Hamburg Wenig Zusatzbeitrag, viele Leistungspunkte: Das sind die besten Krankenkassen 2026
Viele Krankenkassen haben für 2026 Beitragserhöhungen angekündigt, um die großen Lücken im Gesundheitssystem zu schließen. Trotz Preiserhöhungen wechseln jährlich nur etwa fünf Prozent der Deutschen die Krankenkasse, obwohl sich das für viele lohnen könnte.
In Deutschland gibt es ungefähr 100 gesetzliche Krankenversicherungen. Bei welcher man versichert ist, können die meisten Menschen selbst entscheiden. Doch wo bekommt man am meisten für sein Geld? Und wann lohnt sich ein Wechsel?
Im Jahr 2024 gaben in einer repräsentativen Umfrage der Managementberatung Horváth 43 Prozent der Befragten an, 2025 wegen steigender Beiträge die Krankenkasse wechseln zu wollen. Laut Schätzungen des Spitzenverbandes der deutschen Krankenkassen sind allerdings nur etwa fünf Prozent der Versicherten diesen Weg auch gegangen – obwohl ein Wechsel wesentlich bessere Konditionen bedeuten kann.
Laut den Experten von Finanztip.de könnte der Wechsel in diesem Jahr eine Ersparnis von bis zu 262 Euro einbringen, wenn das Einkommen über 50.000 Euro liegt.
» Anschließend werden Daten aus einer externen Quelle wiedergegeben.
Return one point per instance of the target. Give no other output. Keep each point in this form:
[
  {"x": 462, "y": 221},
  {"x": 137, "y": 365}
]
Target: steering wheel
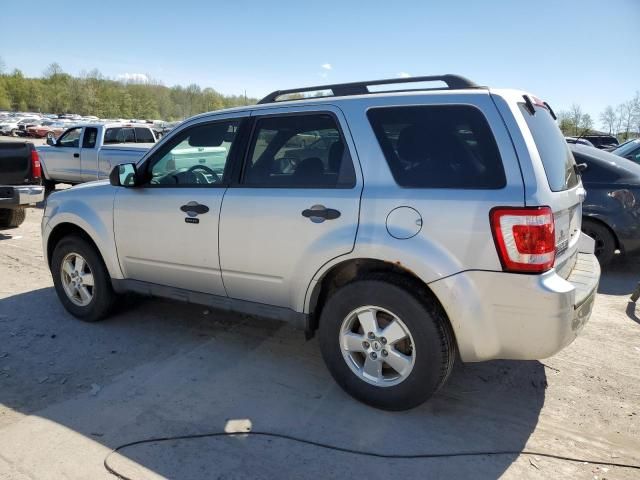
[{"x": 207, "y": 170}]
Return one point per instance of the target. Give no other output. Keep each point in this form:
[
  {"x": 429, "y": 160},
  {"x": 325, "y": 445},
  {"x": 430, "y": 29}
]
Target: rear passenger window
[
  {"x": 296, "y": 151},
  {"x": 144, "y": 135},
  {"x": 89, "y": 137},
  {"x": 556, "y": 157},
  {"x": 448, "y": 146}
]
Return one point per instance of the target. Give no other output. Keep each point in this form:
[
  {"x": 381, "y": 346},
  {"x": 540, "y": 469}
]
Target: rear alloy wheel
[
  {"x": 384, "y": 345},
  {"x": 605, "y": 243},
  {"x": 81, "y": 280},
  {"x": 377, "y": 346}
]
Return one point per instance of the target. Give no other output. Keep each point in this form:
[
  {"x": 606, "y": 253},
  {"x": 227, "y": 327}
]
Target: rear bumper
[
  {"x": 14, "y": 196},
  {"x": 497, "y": 315}
]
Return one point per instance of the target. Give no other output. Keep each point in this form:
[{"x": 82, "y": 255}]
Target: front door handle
[
  {"x": 194, "y": 208},
  {"x": 320, "y": 213}
]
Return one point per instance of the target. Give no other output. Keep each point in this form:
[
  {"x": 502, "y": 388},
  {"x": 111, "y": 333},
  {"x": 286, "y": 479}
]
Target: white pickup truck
[{"x": 89, "y": 152}]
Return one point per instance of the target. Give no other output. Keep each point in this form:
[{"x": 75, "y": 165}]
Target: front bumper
[
  {"x": 497, "y": 315},
  {"x": 16, "y": 196}
]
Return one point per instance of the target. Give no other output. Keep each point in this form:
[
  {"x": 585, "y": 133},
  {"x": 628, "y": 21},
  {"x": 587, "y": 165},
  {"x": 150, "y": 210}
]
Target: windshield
[
  {"x": 627, "y": 148},
  {"x": 556, "y": 157}
]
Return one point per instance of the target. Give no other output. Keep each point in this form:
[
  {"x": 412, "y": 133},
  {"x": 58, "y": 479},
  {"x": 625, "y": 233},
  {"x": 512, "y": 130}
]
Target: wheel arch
[
  {"x": 351, "y": 269},
  {"x": 600, "y": 221}
]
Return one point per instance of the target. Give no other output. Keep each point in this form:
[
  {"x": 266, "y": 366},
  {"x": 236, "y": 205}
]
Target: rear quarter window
[
  {"x": 438, "y": 146},
  {"x": 554, "y": 151}
]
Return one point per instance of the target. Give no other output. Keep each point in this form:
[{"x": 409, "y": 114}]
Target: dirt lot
[{"x": 71, "y": 391}]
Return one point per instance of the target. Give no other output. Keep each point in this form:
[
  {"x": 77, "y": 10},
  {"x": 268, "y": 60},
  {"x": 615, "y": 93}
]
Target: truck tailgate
[{"x": 15, "y": 163}]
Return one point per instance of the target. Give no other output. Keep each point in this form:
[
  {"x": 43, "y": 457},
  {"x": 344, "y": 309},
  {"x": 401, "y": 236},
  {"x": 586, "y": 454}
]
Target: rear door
[
  {"x": 89, "y": 155},
  {"x": 294, "y": 206},
  {"x": 565, "y": 192},
  {"x": 63, "y": 159}
]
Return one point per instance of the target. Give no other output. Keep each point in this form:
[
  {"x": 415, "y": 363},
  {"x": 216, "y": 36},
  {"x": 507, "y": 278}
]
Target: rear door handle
[
  {"x": 320, "y": 213},
  {"x": 194, "y": 208}
]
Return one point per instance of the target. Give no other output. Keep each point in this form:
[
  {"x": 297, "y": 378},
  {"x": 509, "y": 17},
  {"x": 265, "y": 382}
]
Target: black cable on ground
[{"x": 352, "y": 451}]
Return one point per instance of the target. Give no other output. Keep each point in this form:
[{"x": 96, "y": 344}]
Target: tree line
[
  {"x": 91, "y": 93},
  {"x": 622, "y": 121}
]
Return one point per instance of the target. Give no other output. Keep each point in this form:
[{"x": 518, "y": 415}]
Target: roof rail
[{"x": 454, "y": 82}]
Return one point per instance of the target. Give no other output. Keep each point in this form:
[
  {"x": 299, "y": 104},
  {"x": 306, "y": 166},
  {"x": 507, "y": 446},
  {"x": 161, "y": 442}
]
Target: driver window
[
  {"x": 71, "y": 138},
  {"x": 195, "y": 157}
]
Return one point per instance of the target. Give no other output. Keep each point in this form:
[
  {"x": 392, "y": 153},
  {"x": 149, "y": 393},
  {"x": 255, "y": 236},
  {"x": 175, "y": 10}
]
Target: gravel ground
[{"x": 71, "y": 391}]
Bei einem Einkommen von bis zu 40.000 Euro könne man bis zu 202 Euro sparen. Für Spitzenverdiener mit 69.750 Euro Gehalt oder mehr seien sogar bis zu 312 Euro möglich. Ab diesem Wert steigen die Beiträge aufgrund der sogenannten Beitragsbemessungsgrenze nicht mehr an. Die Berechnungen beruhen zur Veranschaulichung auf konfessionslose Singles ohne Kinder, die meist in der Steuerklasse 1 eingestuft sind.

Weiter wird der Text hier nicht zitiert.